Headless redaction — build a disclosure offline, no upload, no key

Satsignal's Disclosure Redaction Tool turns (an original file + its anchor .mbnt) into a validated redacted copy plus a disclosure .mbnt whose revealed units prove into the anchor's committed merkle root (whose 20-byte doc_hash is what's on chain). The hosted version of the tool lives in your workspace dashboard — sign in, open the folder, then Disclosure Redaction Tool (/w/<workspace>/m/<folder>/disclosure-builder) — and runs entirely in your browser; this guide runs the same pure modules under Node, so you can redact programmatically — in CI, in a batch job, behind your own air-gap. There is deliberately no hosted redaction endpoint: redaction needs the original file bytes (and, for sealed proofs, the master salt), and uploading those would break the privacy boundary the whole feature exists to protect.

Companion docs: API reference · Disclosure spec · Bundle spec — canonical schemes · Sealed mode · What to hash · Compatibility map

1. The 60-second framing

You already anchored a file — a CSV, a newline-delimited log, or a JSON object — in standard or sealed mode.
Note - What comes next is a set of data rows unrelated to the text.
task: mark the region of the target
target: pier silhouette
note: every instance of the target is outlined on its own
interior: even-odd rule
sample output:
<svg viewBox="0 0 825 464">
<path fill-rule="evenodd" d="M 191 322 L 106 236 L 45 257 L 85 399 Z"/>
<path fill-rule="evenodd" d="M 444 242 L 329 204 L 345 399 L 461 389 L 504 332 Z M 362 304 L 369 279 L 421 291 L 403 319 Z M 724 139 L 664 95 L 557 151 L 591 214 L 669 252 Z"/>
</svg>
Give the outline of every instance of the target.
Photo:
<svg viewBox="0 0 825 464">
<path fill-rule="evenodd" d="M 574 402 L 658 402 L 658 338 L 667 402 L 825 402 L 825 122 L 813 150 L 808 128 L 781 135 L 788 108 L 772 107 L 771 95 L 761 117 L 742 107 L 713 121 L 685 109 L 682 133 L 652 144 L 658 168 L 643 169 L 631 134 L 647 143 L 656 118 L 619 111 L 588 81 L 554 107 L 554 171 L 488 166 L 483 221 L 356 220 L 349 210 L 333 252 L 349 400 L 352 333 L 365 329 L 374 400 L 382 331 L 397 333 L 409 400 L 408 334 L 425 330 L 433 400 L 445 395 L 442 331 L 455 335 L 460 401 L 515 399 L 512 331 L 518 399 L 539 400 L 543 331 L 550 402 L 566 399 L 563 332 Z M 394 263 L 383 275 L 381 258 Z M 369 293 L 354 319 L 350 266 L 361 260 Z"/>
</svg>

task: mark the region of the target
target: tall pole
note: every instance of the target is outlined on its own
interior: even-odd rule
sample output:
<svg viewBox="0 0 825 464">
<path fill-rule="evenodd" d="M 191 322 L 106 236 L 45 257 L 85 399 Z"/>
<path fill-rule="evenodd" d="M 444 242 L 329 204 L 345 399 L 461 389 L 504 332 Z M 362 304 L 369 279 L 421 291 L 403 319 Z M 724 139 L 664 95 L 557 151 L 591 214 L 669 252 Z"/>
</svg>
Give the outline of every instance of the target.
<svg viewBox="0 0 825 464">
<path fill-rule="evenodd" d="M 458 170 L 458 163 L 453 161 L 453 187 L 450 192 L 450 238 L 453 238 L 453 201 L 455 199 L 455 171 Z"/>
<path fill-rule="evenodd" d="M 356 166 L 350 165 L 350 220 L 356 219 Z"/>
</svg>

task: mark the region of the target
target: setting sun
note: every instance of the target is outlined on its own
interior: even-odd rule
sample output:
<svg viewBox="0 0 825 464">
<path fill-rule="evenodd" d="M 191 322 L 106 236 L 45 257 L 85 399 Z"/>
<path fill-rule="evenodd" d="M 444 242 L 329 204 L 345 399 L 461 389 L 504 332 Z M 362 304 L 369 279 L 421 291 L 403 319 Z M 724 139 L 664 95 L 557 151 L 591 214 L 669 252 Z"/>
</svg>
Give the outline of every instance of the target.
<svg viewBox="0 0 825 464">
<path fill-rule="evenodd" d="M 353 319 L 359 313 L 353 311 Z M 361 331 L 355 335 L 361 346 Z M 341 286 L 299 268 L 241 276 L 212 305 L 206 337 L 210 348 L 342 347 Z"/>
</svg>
The anchor's .mbnt records a per-unit merkle root in the bundle (one leaf per CSV row / text line / JSON key); its 20-byte doc_hash is what's anchored on chain. Later you want to hand someone a partial copy: reveal a few units, withhold the rest, and let them verify that what you revealed is exactly what you anchored — without showing them the withheld units and without re-anchoring.

That's a disclosure. This guide builds one locally:

(original file bytes)  +  (source .mbnt)   ──►   redacted copy  +  disclosure .mbnt
        local                  local                  local            local

Nothing is uploaded. There is no API key and no network call in the redaction step. The original file, the per-leaf salts (sealed), and your reveal selection never leave the machine.

Why no hosted endpoint

Anchoring is a different shape: when you anchor, you send the notary only a sha256 (or, sealed, an HMAC) plus per-chunk hashes — never the bytes. The notary can't reconstruct your file from those. Redaction is the opposite: it needs the original bytes to recompute every leaf and prove the revealed ones, and a sealed source additionally needs the master salt (the bearer secret). A hosted redaction service would have to receive both — exactly the two things the proof system is designed never to transmit. So redaction is client-side, forever. This guide is how you run that client side without a browser.

2. Prerequisites

`` https://proof.satsignal.cloud/static/disclosure-builder/redact-core.mjs https://proof.satsignal.cloud/static/disclosure-builder/bundle.mjs https://proof.satsignal.cloud/static/disclosure-builder/verify-disclosure.mjs https://proof.satsignal.cloud/static/disclosure-builder/merkle.mjs https://proof.satsignal.cloud/static/disclosure-builder/hex.mjs https://proof.satsignal.cloud/static/disclosure-builder/base64.mjs https://proof.satsignal.cloud/static/disclosure-builder/preimage.mjs https://proof.satsignal.cloud/static/disclosure-builder/csv-row-v1.mjs https://proof.satsignal.cloud/static/disclosure-builder/csv-row-v1-native.mjs https://proof.satsignal.cloud/static/disclosure-builder/csv-column-v1-native.mjs https://proof.satsignal.cloud/static/disclosure-builder/text-line-v1-native.mjs https://proof.satsignal.cloud/static/disclosure-builder/text-tree-v1-native.mjs https://proof.satsignal.cloud/static/disclosure-builder/json-keypath-v1-native.mjs https://proof.satsignal.cloud/static/disclosure-builder/json-ast-v1-native.mjs ``

Your source file type selects which chunk_merkle.scheme / leaf rule the carrier uses at run time — but all are imported, so all must be present on disk:

source file typecarrier chunk_merkle.schemeleaf module
CSV by row (header + data rows)csv-row-v1csv-row-v1-native.mjs
CSV by column (header excluded)csv-column-v1csv-column-v1-native.mjs
newline-delimited texttext-line-v1text-line-v1-native.mjs
JSON object (key/value)json-keypath-v1json-keypath-v1-native.mjs

These modules import each other with relative specifiers (e.g. ./hex.mjs, and csv-row-v1-native.mjs pulls in csv-row-v1.mjspreimage.mjs); fetched together into one directory, every relative import resolves. Pin the bytes and re-fetch on a known version. redact-core.mjs is the only entry point you import directly; the rest are pulled in transitively.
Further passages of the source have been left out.